I have not met someone who takes Uber for _____ businesses seriously. The problem with 95% of these startups are that they are underdeveloped ideas, typically the business model does not translate, and there is massive over-saturation.
While the allusion can be helpful, make sure the shortened pitch is worth the possible stigma that will come with it.
2. Social influencer
Social media platforms and the desire to become famous has brought half-baked celebrities with the entitlement of Kanye. These characters go by the term social influencer.
Most of them possess no real power, authority, or fame and will have spotty follow-through. Social influencer actually means someone who wants a quick buck.
3. Internet entrepreneur
People who call themselves Internet entrepreneurs likely cannot name a single coding language. Just because you want to be in the tech world does not mean you are an ~Internet~ entrepreneur. In fact, this term likely means you do not belong in the tech community.
4. Disruption
While one of the more harmless buzzwords in terms of connotation, it largely just becomes a bit of an overstatement.

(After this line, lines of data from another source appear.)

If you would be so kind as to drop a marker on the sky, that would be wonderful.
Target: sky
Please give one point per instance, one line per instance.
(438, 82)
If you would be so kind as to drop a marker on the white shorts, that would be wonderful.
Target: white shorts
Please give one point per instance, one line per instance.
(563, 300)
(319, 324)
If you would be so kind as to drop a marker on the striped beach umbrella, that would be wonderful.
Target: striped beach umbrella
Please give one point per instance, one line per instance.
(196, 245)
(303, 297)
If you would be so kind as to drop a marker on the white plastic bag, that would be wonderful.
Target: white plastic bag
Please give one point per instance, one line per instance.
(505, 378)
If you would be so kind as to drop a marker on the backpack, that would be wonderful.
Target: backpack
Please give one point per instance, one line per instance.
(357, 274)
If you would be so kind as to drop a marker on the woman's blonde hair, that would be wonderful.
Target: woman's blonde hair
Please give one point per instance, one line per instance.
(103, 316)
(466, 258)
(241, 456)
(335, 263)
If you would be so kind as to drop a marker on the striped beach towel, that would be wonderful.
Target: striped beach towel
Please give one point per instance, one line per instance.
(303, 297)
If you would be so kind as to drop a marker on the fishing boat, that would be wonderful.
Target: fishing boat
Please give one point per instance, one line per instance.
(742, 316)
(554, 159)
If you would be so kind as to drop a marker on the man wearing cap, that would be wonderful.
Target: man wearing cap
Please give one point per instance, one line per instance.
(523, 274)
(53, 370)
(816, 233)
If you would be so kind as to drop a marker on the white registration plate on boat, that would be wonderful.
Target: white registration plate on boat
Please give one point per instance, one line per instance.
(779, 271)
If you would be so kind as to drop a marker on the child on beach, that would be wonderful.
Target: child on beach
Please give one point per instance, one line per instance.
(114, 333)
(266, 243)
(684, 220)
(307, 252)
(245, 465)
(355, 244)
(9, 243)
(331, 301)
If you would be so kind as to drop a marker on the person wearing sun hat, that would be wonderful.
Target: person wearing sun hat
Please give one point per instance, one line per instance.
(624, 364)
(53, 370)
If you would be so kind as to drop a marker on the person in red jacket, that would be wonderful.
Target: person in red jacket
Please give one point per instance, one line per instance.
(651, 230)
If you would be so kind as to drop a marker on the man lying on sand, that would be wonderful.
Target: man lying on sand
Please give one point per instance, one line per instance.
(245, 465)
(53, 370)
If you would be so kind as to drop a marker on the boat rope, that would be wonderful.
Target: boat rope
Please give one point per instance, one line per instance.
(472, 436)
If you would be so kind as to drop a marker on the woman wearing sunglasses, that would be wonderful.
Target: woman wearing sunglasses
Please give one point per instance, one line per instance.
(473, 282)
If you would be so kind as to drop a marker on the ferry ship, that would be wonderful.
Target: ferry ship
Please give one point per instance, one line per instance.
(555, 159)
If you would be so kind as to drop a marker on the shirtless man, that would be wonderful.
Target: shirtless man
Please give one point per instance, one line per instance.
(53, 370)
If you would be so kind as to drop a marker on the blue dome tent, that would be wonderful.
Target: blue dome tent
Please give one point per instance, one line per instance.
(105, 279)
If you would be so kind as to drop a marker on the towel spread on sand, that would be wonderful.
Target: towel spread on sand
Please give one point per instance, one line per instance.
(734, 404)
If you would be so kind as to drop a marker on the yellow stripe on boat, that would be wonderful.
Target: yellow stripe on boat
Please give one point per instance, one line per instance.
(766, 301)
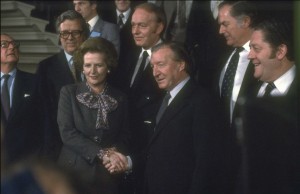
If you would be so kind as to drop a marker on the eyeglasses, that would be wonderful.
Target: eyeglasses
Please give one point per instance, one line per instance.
(66, 34)
(5, 44)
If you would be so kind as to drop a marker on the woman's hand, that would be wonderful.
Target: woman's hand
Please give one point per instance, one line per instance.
(115, 162)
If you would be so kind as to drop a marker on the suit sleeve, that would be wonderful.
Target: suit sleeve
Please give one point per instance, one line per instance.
(72, 137)
(208, 147)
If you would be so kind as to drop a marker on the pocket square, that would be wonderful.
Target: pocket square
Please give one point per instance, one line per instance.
(26, 95)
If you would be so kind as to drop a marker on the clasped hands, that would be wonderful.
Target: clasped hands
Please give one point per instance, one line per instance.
(115, 162)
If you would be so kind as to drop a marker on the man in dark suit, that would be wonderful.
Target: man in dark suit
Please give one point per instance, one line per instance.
(272, 116)
(20, 114)
(121, 14)
(236, 20)
(182, 153)
(58, 70)
(98, 27)
(147, 22)
(199, 32)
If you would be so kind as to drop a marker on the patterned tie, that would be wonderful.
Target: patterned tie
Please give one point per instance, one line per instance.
(72, 68)
(141, 68)
(120, 23)
(5, 99)
(89, 26)
(227, 84)
(181, 11)
(271, 86)
(163, 107)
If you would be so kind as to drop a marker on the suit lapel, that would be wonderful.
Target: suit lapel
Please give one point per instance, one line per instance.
(180, 100)
(21, 88)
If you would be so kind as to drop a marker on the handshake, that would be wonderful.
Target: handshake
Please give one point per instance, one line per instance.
(114, 161)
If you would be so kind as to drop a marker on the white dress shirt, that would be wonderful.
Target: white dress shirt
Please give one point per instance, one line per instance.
(239, 76)
(282, 84)
(126, 15)
(10, 83)
(177, 88)
(93, 22)
(140, 61)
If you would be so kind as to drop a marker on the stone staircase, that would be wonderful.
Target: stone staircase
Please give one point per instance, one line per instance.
(36, 44)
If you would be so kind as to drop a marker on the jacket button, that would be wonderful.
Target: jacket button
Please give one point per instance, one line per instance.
(97, 139)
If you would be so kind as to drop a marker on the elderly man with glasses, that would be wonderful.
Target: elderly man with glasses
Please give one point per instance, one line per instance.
(57, 71)
(20, 122)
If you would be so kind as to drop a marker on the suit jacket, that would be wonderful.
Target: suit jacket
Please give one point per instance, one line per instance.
(180, 155)
(202, 39)
(108, 31)
(273, 142)
(23, 134)
(53, 73)
(82, 141)
(144, 99)
(127, 46)
(233, 147)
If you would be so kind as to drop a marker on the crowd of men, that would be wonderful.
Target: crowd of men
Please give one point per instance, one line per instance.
(211, 85)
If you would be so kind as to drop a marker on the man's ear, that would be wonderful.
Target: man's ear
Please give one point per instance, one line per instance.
(159, 29)
(246, 22)
(182, 65)
(281, 51)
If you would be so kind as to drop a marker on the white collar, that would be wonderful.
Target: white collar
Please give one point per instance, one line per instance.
(92, 22)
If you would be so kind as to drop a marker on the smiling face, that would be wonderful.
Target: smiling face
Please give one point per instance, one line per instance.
(85, 8)
(145, 29)
(95, 70)
(122, 5)
(9, 56)
(266, 64)
(166, 71)
(235, 32)
(71, 43)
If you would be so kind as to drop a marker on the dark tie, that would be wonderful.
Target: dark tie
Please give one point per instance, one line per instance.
(181, 13)
(5, 100)
(227, 84)
(141, 68)
(120, 23)
(163, 107)
(271, 86)
(72, 68)
(89, 26)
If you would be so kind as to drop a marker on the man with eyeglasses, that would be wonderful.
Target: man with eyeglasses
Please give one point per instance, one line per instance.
(20, 121)
(57, 71)
(98, 27)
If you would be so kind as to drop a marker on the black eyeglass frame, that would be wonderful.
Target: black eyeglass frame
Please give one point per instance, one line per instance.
(66, 34)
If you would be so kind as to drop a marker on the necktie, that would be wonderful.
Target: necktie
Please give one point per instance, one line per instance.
(227, 84)
(89, 26)
(72, 68)
(120, 23)
(269, 89)
(181, 13)
(163, 107)
(141, 68)
(5, 99)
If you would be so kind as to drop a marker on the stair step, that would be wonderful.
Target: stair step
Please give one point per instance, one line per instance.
(31, 38)
(20, 22)
(15, 8)
(39, 49)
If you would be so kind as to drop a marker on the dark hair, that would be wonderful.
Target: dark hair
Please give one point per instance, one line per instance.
(276, 32)
(243, 8)
(180, 52)
(96, 45)
(153, 8)
(73, 15)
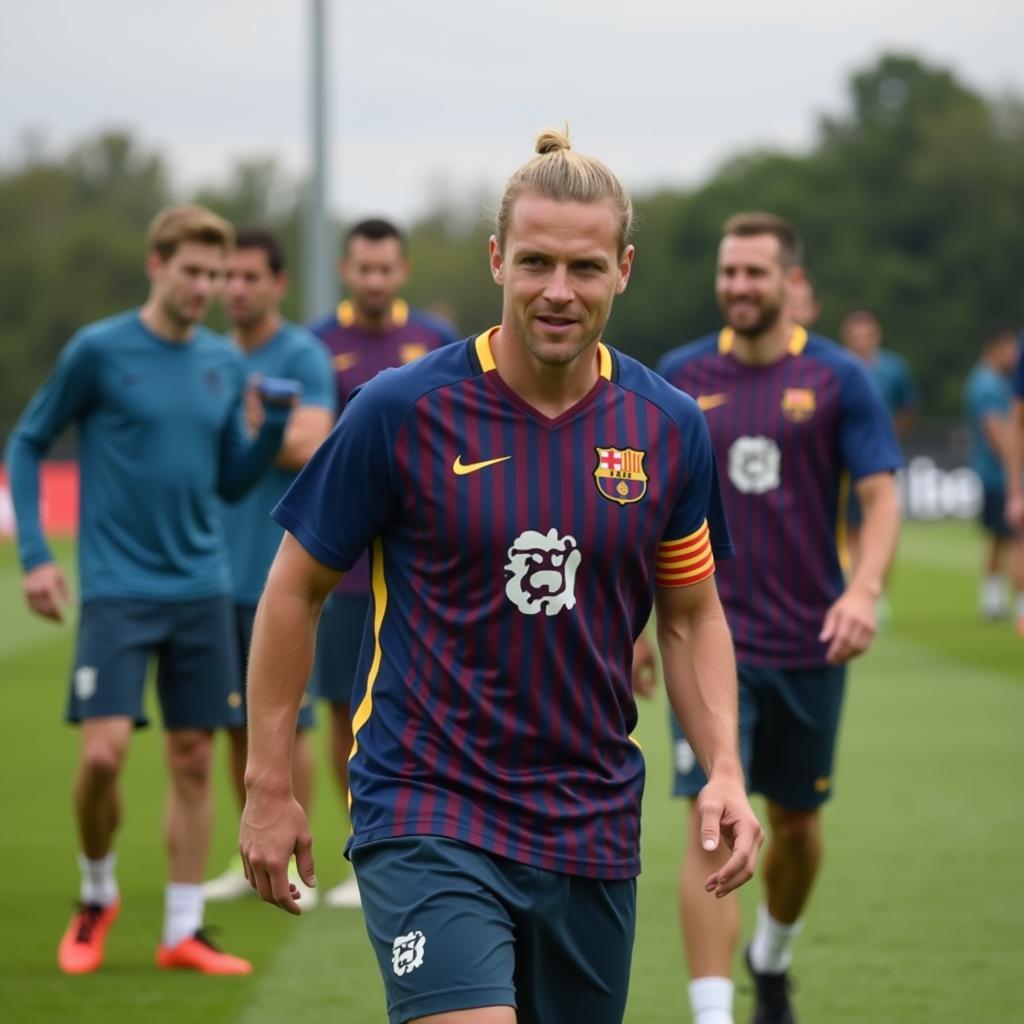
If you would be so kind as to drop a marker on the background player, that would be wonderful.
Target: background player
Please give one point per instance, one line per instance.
(790, 415)
(372, 329)
(861, 334)
(525, 495)
(157, 400)
(255, 286)
(987, 398)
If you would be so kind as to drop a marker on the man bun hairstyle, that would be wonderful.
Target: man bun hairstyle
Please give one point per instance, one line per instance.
(187, 222)
(560, 173)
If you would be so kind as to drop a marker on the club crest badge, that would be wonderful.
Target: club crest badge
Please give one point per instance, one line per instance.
(798, 403)
(620, 474)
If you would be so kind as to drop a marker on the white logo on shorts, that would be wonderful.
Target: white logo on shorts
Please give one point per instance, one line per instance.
(685, 758)
(754, 464)
(543, 568)
(85, 682)
(407, 952)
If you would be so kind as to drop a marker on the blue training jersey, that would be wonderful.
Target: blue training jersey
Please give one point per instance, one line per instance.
(986, 393)
(357, 355)
(513, 560)
(787, 435)
(251, 535)
(160, 433)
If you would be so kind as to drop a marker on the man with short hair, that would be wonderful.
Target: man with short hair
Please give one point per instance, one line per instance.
(987, 399)
(372, 330)
(525, 495)
(157, 399)
(792, 417)
(276, 353)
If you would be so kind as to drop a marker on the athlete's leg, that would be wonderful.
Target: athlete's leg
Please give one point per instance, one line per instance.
(189, 803)
(97, 794)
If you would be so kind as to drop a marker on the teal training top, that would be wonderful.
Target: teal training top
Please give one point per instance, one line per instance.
(252, 536)
(160, 436)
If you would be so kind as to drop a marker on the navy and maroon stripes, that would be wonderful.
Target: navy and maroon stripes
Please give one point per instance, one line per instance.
(486, 723)
(808, 409)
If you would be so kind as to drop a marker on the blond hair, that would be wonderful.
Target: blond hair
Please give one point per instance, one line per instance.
(559, 173)
(187, 222)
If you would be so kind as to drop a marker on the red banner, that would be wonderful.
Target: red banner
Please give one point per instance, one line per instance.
(58, 500)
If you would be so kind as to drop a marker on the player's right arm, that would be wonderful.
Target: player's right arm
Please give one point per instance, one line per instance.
(700, 678)
(67, 394)
(273, 824)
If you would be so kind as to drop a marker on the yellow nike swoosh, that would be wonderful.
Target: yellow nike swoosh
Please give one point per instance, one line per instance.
(461, 468)
(706, 401)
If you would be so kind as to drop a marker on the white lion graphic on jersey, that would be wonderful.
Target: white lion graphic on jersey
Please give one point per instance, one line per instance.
(543, 567)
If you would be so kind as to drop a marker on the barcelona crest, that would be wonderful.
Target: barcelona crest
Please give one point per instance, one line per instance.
(799, 403)
(620, 474)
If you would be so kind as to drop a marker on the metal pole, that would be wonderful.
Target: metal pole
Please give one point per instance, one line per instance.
(320, 278)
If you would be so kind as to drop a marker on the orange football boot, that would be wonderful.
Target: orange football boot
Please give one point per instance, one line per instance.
(81, 949)
(199, 953)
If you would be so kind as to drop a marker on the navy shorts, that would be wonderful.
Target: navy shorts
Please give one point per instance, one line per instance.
(788, 724)
(993, 509)
(339, 639)
(245, 615)
(455, 927)
(197, 662)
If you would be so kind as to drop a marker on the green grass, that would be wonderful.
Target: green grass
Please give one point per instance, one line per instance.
(915, 918)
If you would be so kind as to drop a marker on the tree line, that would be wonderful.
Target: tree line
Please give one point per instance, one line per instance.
(910, 202)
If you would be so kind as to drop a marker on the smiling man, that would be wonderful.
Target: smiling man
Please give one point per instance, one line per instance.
(157, 399)
(526, 495)
(792, 418)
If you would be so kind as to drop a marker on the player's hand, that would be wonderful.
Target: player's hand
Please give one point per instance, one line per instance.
(272, 829)
(46, 591)
(1015, 512)
(850, 626)
(253, 408)
(726, 816)
(644, 668)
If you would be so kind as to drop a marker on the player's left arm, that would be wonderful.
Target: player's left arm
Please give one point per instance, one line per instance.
(850, 624)
(699, 674)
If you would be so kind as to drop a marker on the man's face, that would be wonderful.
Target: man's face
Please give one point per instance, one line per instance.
(750, 283)
(252, 290)
(560, 270)
(862, 336)
(186, 283)
(374, 271)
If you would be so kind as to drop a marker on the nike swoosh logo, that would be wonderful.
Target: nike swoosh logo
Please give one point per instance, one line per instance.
(706, 401)
(461, 468)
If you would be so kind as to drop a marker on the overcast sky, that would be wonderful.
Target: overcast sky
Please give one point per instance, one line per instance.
(444, 96)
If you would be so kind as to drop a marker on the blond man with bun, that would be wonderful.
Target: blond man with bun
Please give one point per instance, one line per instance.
(156, 398)
(525, 495)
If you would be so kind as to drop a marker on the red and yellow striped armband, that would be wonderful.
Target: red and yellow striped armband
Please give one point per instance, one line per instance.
(686, 561)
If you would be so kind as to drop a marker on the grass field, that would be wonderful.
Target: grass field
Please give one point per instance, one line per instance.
(918, 916)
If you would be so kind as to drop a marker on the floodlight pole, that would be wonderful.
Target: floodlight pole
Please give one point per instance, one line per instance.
(320, 278)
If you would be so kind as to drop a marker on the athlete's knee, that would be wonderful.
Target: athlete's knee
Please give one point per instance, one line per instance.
(189, 754)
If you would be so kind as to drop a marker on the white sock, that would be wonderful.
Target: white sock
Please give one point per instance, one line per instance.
(98, 884)
(994, 601)
(182, 912)
(771, 947)
(711, 1000)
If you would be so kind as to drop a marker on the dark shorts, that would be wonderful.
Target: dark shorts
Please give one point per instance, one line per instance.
(245, 614)
(455, 927)
(197, 662)
(339, 638)
(788, 723)
(993, 507)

Disruption is the term of taking something from 0 to 1. Nowadays people like to call going from 82 to 83 disruption, despite the lack of true, life-changing value.
5. Crowdsourced
Crowdsourced has not only just become too over-stated but also comes with huge assumptions. When a platform is “crowdsourced” you need to have a large following of users or else it is never going to take off.
So unless you have real backing and plans for adoption, you are just spouting off a pretty word. Additionally, many investors question the validity of crowdsourced information, because of the lack of checks.
Unless you know the information is correct, beware taking up the crowdsourced approach.
6. Big Data
Big Data is an overly-used term with little real meaning. What does a Big Data company actually do? While there are good big data ventures out there, they will usually require more experience, education, and knowledge than you possess.
7. Sharing/On-demand economy
These types of businesses will almost never work out because execution is everything. Due to the immense saturation of these industries and the difficulty of matching this business strategy with other existing industries, most on-demand business models will never be in demand.
8. Venture funding
Too often entrepreneurs will say they have venture funding if they got a single investor, but alas the real meaning of this term is substantial investment from an institutional investor.
So please, if your uncle gave you $5,000, do not say you have venture funding.
9. Traction
A few years back the major investors all were looking for “traction” and eventually people realized this was the term you had to throughout if you wanted to raise money.
The real meaning has since disappeared since people are eager to call the slightest bit of work completed on the most vacuous task a sign of traction. Only major milestones are real traction.
10. Business plan / Pitch deck
People often believe you need to have a business plan in order to have a business, but in reality, this procedure only wastes time and ignores the necessity of pivoting quickly.
The only reason to write 10-30 pages about your company instead of actually working on the company, is for business plan competitions to try and get money. Investors all know this and will only ever ask for your business plan as means of killing the conversation.
No investor will ever read your business plan or legitimately ask for it.